O contexto internacional não permitiu, até agora, conter estes desvios. Muito ao contrário. Movidos pelas ânsias, mais do que pelas convicções cívicas, os dirigentes conservadores dessa região constituíram em 2017, uma espécie de “Santa Aliança”, o Grupo de Lima. Essa rede coletiva de certezas ultraliberais, coaliza todos os seus esforços com o objetivo de reduzir a perpetuação dos governos mais identificados com a importância do papel regulador do Estado. A Venezuela, principal país alvo desse grupo, reagiu jogando segundo suas mesmas regras e medidas. Bloqueou todas as alternativas de alternância, politizando a justiça, modificando o código eleitoral, dando o poder legislativo a uma Câmara submissa e impondo-se à Assembleia Nacional opositora, eleita em 2015.

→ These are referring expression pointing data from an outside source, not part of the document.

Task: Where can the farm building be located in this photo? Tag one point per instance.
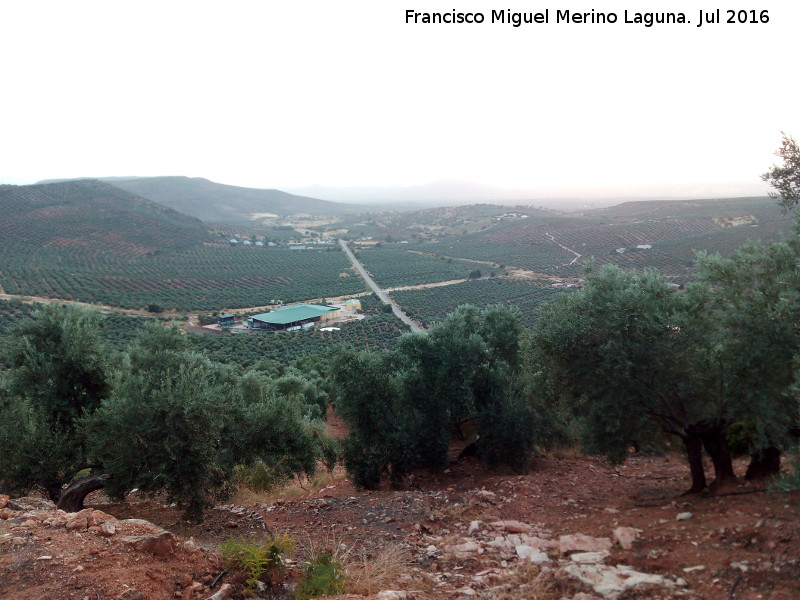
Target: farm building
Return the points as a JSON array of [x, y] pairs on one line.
[[353, 304], [226, 321], [291, 317]]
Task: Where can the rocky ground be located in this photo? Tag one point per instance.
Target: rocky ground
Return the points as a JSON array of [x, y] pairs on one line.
[[577, 529]]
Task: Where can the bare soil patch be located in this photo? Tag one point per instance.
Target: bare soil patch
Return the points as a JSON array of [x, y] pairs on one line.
[[743, 543]]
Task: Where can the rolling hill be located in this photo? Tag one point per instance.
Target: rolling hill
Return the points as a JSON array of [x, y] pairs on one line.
[[90, 241], [216, 202], [89, 216]]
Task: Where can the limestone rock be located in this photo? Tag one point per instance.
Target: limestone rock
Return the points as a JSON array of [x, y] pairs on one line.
[[391, 595], [588, 558], [474, 527], [157, 544], [583, 543], [625, 536], [511, 526], [465, 550], [532, 554], [612, 581], [80, 520]]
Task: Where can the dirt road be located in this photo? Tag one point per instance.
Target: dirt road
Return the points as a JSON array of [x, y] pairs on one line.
[[378, 291]]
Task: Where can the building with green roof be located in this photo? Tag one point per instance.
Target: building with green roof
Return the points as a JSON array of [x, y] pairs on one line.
[[291, 317]]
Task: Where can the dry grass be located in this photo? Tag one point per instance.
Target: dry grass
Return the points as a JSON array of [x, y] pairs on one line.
[[298, 487], [367, 575]]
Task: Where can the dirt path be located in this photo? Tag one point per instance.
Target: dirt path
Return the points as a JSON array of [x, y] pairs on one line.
[[570, 250], [100, 307], [745, 540], [378, 291]]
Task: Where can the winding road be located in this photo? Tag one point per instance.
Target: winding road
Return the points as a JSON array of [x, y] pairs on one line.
[[378, 291]]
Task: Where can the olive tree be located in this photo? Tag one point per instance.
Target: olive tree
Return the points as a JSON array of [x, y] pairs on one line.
[[785, 178], [58, 371], [631, 351]]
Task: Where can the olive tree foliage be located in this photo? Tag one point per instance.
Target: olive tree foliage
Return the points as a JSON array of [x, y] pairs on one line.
[[754, 299], [632, 352], [163, 419], [402, 407], [179, 423], [785, 177], [58, 371]]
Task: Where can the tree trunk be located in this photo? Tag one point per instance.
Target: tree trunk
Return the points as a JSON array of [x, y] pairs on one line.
[[53, 491], [694, 452], [72, 498], [764, 463], [716, 444]]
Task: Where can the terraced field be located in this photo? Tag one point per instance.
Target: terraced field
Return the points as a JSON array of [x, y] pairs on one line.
[[91, 242], [551, 244], [394, 266], [430, 305]]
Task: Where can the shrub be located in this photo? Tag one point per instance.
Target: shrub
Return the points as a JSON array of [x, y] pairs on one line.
[[323, 576], [789, 482], [259, 562]]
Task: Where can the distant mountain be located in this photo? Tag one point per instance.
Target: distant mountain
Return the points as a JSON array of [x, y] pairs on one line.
[[88, 216], [217, 202], [436, 194]]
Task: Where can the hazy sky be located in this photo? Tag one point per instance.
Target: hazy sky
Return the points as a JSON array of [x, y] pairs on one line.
[[345, 93]]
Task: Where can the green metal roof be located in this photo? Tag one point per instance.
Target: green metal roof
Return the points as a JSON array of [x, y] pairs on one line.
[[290, 314]]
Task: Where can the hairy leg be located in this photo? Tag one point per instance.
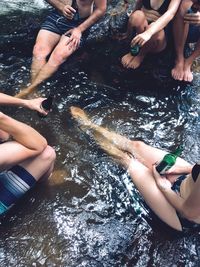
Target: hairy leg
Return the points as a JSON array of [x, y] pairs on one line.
[[61, 52], [141, 175], [146, 154], [180, 32]]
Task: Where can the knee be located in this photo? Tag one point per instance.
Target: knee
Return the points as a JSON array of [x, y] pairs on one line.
[[40, 50], [137, 144], [137, 18], [57, 57], [48, 156], [184, 6]]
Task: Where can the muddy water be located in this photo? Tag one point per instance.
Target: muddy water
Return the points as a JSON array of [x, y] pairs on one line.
[[85, 216]]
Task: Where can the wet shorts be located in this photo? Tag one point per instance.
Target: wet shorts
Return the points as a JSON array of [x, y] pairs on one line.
[[194, 34], [59, 24], [14, 183], [185, 223]]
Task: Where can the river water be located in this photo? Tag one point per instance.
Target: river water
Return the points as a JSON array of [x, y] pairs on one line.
[[85, 217]]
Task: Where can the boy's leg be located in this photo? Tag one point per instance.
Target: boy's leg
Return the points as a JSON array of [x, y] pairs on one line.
[[180, 32]]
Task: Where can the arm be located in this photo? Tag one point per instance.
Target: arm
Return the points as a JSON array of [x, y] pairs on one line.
[[75, 34], [189, 207], [192, 18], [28, 142], [158, 25], [33, 104]]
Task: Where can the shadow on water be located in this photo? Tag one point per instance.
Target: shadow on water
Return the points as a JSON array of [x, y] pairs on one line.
[[84, 216]]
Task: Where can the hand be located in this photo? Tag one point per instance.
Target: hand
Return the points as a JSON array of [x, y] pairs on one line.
[[192, 18], [141, 38], [162, 182], [68, 11], [4, 136], [35, 104], [74, 37]]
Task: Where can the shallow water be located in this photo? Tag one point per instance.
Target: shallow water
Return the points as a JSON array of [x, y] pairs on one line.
[[86, 218]]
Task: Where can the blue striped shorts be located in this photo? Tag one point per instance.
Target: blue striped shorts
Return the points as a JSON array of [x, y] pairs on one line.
[[59, 24], [14, 183]]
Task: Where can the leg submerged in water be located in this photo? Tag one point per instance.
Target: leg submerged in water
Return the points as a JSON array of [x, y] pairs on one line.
[[119, 148]]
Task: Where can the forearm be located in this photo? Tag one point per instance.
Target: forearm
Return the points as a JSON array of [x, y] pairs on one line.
[[92, 19], [59, 4], [22, 133]]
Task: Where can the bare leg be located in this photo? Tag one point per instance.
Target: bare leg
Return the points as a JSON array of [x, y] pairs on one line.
[[180, 32], [188, 76], [141, 175], [146, 154], [137, 21], [41, 166], [62, 51]]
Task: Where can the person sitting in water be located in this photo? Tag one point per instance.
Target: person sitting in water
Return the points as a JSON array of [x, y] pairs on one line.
[[63, 32], [23, 160], [148, 21], [173, 197], [186, 29]]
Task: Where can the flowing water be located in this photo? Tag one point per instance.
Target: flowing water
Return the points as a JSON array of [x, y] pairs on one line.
[[86, 217]]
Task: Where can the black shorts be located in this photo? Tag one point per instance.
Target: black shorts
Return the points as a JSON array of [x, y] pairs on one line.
[[14, 183], [185, 223], [59, 24]]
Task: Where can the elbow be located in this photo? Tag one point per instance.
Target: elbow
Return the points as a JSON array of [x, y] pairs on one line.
[[41, 146]]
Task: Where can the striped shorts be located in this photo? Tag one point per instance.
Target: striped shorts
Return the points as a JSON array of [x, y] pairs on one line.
[[14, 183], [59, 24]]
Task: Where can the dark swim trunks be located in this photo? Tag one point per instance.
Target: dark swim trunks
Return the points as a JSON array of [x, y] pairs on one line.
[[59, 24], [185, 223], [14, 183]]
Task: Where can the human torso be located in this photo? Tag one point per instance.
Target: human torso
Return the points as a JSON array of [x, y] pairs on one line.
[[153, 9]]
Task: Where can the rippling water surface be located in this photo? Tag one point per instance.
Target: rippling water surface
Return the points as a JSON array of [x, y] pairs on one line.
[[85, 217]]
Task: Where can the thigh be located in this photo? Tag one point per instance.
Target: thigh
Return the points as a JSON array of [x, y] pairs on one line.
[[145, 183], [150, 155], [47, 39], [41, 164]]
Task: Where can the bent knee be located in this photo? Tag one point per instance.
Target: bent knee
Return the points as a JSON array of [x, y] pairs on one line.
[[41, 51]]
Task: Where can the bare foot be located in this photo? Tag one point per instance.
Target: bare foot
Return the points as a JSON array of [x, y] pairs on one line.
[[126, 60], [188, 76], [177, 72], [25, 92], [136, 62], [80, 116]]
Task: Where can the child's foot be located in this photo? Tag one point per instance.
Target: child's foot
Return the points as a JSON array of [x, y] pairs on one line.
[[25, 92], [136, 62], [126, 60]]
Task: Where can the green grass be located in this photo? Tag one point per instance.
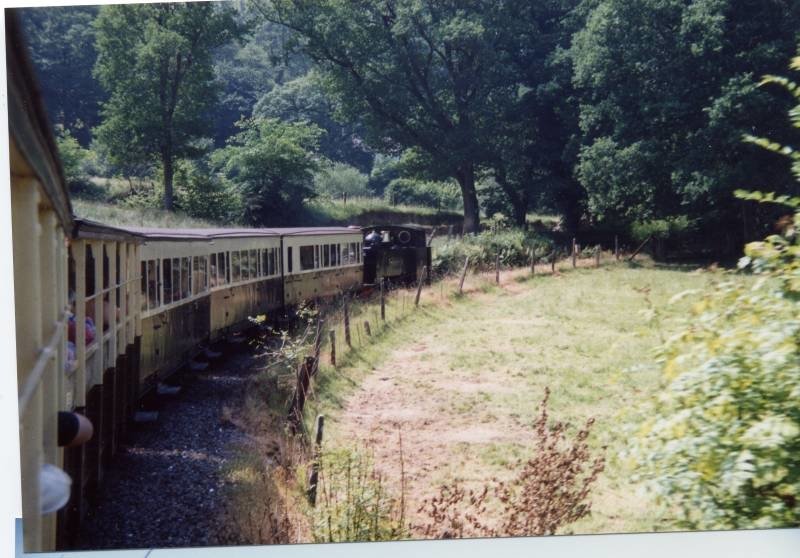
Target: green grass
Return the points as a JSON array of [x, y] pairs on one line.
[[120, 215], [369, 211], [483, 360]]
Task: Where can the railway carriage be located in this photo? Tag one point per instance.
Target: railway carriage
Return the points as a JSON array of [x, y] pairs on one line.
[[199, 285], [104, 313], [320, 262]]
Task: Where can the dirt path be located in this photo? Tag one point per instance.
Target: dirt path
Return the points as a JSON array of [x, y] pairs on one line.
[[446, 418]]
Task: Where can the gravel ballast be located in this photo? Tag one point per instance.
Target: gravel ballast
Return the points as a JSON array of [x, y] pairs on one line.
[[164, 488]]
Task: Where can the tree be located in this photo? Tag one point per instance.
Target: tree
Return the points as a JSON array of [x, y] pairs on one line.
[[666, 89], [273, 164], [420, 74], [721, 440], [249, 69], [155, 61], [61, 43], [304, 99]]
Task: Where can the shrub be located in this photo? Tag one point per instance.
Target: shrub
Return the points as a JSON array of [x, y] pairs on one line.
[[513, 245], [723, 437], [204, 195], [441, 195], [550, 490], [338, 179], [353, 501]]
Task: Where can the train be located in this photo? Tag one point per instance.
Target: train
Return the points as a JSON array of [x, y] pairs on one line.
[[104, 314]]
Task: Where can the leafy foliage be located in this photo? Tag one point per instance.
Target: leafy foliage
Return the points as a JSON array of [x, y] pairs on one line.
[[273, 165], [339, 178], [550, 490], [513, 246], [440, 195], [723, 437], [155, 61], [666, 90]]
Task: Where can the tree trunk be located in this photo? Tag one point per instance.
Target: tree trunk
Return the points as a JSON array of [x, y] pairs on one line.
[[465, 175], [518, 199], [169, 171]]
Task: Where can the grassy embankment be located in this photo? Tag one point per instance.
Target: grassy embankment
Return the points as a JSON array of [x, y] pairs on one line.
[[461, 377], [113, 201]]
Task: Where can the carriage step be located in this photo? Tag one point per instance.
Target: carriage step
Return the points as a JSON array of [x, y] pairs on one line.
[[212, 354], [142, 417], [195, 366], [164, 389]]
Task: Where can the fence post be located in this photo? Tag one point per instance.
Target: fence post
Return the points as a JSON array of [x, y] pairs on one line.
[[295, 414], [574, 252], [317, 346], [314, 478], [533, 263], [383, 303], [419, 284], [347, 324], [463, 276], [332, 335]]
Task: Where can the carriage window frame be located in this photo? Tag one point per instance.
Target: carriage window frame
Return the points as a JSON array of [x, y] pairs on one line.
[[308, 257]]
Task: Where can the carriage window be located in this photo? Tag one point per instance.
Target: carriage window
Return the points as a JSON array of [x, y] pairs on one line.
[[212, 270], [222, 268], [198, 274], [307, 257], [152, 284], [143, 286], [167, 281], [245, 264], [253, 264], [186, 283], [236, 274]]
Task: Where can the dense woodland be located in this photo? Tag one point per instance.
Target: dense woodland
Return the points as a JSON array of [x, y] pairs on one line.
[[620, 117]]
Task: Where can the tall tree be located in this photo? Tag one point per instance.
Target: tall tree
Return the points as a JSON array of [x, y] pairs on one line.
[[668, 87], [61, 43], [155, 61], [419, 73], [304, 99]]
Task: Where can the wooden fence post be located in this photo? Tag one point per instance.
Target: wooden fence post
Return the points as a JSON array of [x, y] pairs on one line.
[[419, 284], [317, 345], [313, 479], [463, 276], [383, 303], [347, 324], [639, 249], [533, 263], [574, 252], [295, 414]]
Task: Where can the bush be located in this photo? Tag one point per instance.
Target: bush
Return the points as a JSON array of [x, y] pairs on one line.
[[441, 195], [339, 179], [513, 245], [203, 195], [723, 438], [550, 490]]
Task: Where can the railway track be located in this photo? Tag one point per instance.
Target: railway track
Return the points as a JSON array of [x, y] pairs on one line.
[[165, 488]]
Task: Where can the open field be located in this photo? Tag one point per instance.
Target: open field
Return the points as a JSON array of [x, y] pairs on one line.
[[461, 377]]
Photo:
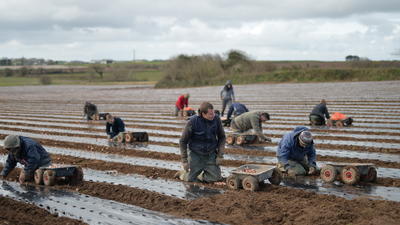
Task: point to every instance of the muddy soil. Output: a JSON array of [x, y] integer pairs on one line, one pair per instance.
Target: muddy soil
[[272, 205], [15, 212]]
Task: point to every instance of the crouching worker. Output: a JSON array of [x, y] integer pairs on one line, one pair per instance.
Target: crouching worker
[[90, 111], [251, 120], [27, 152], [340, 120], [296, 153], [114, 127], [202, 145], [181, 103]]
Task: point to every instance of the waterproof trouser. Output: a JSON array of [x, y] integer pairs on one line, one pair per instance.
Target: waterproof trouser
[[202, 168]]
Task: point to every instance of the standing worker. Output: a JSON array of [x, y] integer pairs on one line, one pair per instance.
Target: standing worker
[[205, 138], [296, 153], [236, 109], [114, 127], [251, 120], [339, 120], [90, 111], [181, 103], [227, 96], [319, 113], [27, 152]]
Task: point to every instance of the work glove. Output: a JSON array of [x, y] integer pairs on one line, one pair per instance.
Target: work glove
[[185, 166], [290, 172], [218, 160], [267, 140], [21, 178], [312, 171]]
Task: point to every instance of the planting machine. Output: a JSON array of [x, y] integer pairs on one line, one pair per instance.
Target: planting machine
[[252, 176], [241, 139], [133, 137], [49, 175], [349, 173]]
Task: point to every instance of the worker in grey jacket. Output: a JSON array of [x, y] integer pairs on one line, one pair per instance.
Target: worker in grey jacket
[[27, 152], [251, 120], [227, 96], [205, 138]]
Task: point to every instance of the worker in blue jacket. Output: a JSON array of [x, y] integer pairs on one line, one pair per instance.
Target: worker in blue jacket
[[27, 152], [236, 109], [114, 127], [296, 153]]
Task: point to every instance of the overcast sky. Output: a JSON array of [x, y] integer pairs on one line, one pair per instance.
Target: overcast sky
[[160, 29]]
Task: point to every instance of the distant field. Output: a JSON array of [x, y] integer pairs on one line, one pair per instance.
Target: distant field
[[167, 74], [118, 73]]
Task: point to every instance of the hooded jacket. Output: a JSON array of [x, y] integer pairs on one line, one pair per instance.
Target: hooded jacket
[[32, 155], [236, 109], [289, 148], [227, 93], [113, 129], [202, 136], [248, 121], [182, 102]]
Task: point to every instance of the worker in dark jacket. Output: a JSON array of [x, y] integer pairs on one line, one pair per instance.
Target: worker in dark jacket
[[319, 113], [27, 152], [114, 127], [296, 153], [236, 109], [251, 120], [205, 138], [227, 96], [90, 111], [181, 103]]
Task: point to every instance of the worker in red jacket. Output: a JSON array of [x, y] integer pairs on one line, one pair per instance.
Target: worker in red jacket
[[181, 103]]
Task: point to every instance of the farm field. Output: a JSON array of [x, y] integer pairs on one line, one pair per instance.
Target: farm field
[[134, 184]]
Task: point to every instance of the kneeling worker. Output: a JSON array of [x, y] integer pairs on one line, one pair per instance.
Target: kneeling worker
[[27, 152], [114, 127], [205, 138], [296, 153], [251, 120]]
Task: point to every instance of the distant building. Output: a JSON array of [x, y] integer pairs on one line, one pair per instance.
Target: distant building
[[103, 61], [5, 62], [352, 58]]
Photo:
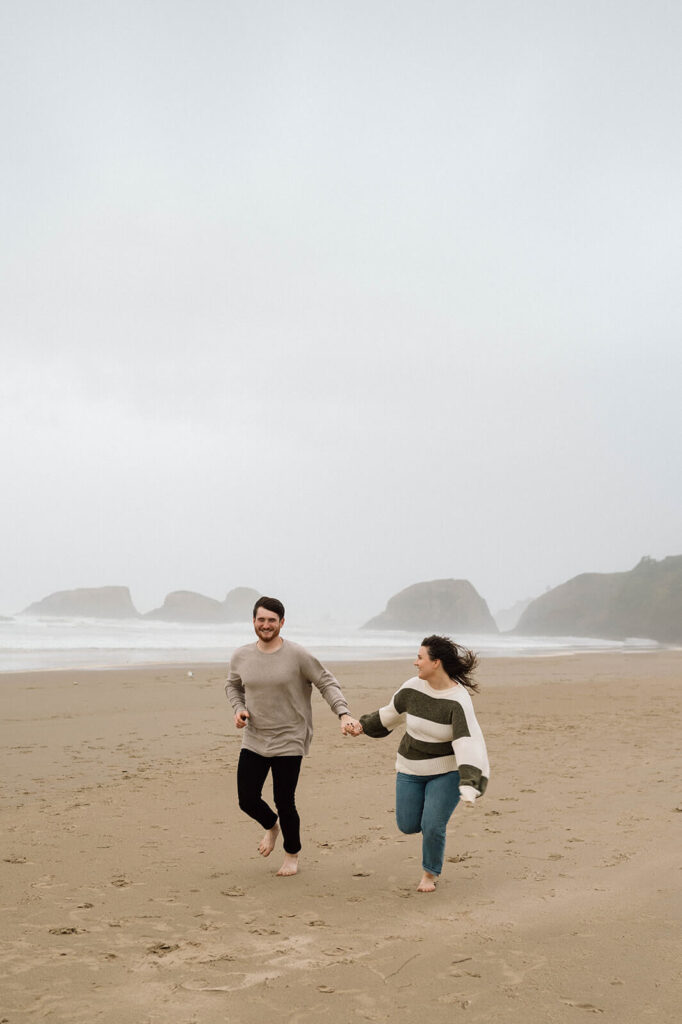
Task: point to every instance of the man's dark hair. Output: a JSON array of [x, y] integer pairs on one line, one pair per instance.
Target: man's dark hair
[[458, 662], [270, 604]]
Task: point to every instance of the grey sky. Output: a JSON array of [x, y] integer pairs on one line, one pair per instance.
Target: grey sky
[[328, 298]]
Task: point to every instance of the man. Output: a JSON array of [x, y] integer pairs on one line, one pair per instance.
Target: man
[[269, 685]]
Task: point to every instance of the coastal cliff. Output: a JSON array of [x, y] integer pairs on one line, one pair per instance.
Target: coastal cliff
[[643, 602]]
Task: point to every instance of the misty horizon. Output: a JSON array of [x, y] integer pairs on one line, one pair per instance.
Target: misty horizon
[[333, 300]]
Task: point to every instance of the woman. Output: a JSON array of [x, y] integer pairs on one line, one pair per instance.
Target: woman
[[441, 758]]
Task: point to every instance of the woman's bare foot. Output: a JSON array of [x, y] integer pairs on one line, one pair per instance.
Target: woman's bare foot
[[268, 841], [290, 865], [427, 885]]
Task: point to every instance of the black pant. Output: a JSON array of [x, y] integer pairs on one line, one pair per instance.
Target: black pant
[[251, 774]]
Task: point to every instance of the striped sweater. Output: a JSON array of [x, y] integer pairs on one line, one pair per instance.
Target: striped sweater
[[441, 734]]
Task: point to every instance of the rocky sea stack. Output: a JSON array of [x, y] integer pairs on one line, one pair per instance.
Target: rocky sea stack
[[86, 602], [644, 602], [438, 605], [187, 606]]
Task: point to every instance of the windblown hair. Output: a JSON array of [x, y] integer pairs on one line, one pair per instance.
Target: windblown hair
[[458, 663], [270, 604]]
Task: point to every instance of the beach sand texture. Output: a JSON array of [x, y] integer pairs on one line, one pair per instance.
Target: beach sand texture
[[132, 892]]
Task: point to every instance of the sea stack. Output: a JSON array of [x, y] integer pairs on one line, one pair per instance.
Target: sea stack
[[438, 605], [86, 602]]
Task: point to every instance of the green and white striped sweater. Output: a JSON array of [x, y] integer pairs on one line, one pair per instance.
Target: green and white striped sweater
[[441, 734]]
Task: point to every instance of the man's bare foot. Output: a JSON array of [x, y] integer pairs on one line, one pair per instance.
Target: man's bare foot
[[268, 841], [290, 865], [427, 885]]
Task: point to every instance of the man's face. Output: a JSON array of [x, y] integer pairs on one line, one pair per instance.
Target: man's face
[[267, 625]]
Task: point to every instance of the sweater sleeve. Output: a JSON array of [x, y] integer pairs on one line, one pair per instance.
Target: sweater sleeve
[[470, 753], [328, 685], [382, 722], [235, 688]]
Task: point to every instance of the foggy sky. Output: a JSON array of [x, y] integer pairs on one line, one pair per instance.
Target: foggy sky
[[330, 298]]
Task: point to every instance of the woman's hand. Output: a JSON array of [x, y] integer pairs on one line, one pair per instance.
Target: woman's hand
[[350, 726]]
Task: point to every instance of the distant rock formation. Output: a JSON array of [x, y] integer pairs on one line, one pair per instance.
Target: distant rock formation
[[643, 602], [186, 606], [439, 605], [507, 619], [239, 604], [86, 602]]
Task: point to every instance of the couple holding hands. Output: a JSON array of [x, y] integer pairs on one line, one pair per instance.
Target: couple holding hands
[[441, 759]]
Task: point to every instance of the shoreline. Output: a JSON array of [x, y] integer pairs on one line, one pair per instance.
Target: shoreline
[[328, 658]]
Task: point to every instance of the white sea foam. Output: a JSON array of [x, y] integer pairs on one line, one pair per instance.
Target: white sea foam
[[28, 643]]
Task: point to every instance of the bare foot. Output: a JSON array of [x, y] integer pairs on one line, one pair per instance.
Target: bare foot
[[290, 865], [268, 841], [427, 885]]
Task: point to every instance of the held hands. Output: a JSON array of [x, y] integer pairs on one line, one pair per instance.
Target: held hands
[[349, 726]]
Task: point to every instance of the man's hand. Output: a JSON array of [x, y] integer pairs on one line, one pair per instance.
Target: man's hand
[[349, 726]]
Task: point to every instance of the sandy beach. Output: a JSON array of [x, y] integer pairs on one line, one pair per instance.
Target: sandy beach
[[132, 892]]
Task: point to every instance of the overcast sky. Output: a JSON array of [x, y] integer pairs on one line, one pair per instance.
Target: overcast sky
[[327, 298]]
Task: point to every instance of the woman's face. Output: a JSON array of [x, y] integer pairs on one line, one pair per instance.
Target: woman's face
[[425, 667]]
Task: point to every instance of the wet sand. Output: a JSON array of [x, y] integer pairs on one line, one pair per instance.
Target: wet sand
[[132, 893]]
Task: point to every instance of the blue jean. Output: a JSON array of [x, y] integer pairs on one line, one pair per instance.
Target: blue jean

Cada um dos campos procurou padrinhos externos poderosos. O Grupo de Lima foi abençoado por um presidente dos Estados Unidos decidido a assumir o controle da América Latina a qualquer preço e sem nenhum entrave ético. Ele usou, sem rodeios, a força comercial, econômica e financeira de seu país. Investidos de um discurso diabolizante de seu adversário, chamado de comunista, chavista, castro-chavista, socialista e, às vezes, por mais de um desses qualificativos associados, esses presidentes do grupo, sob os auspícios de Trump, empregaram enunciados que, ao evocarem esses termos, encontrariam neles seu valor de argumento.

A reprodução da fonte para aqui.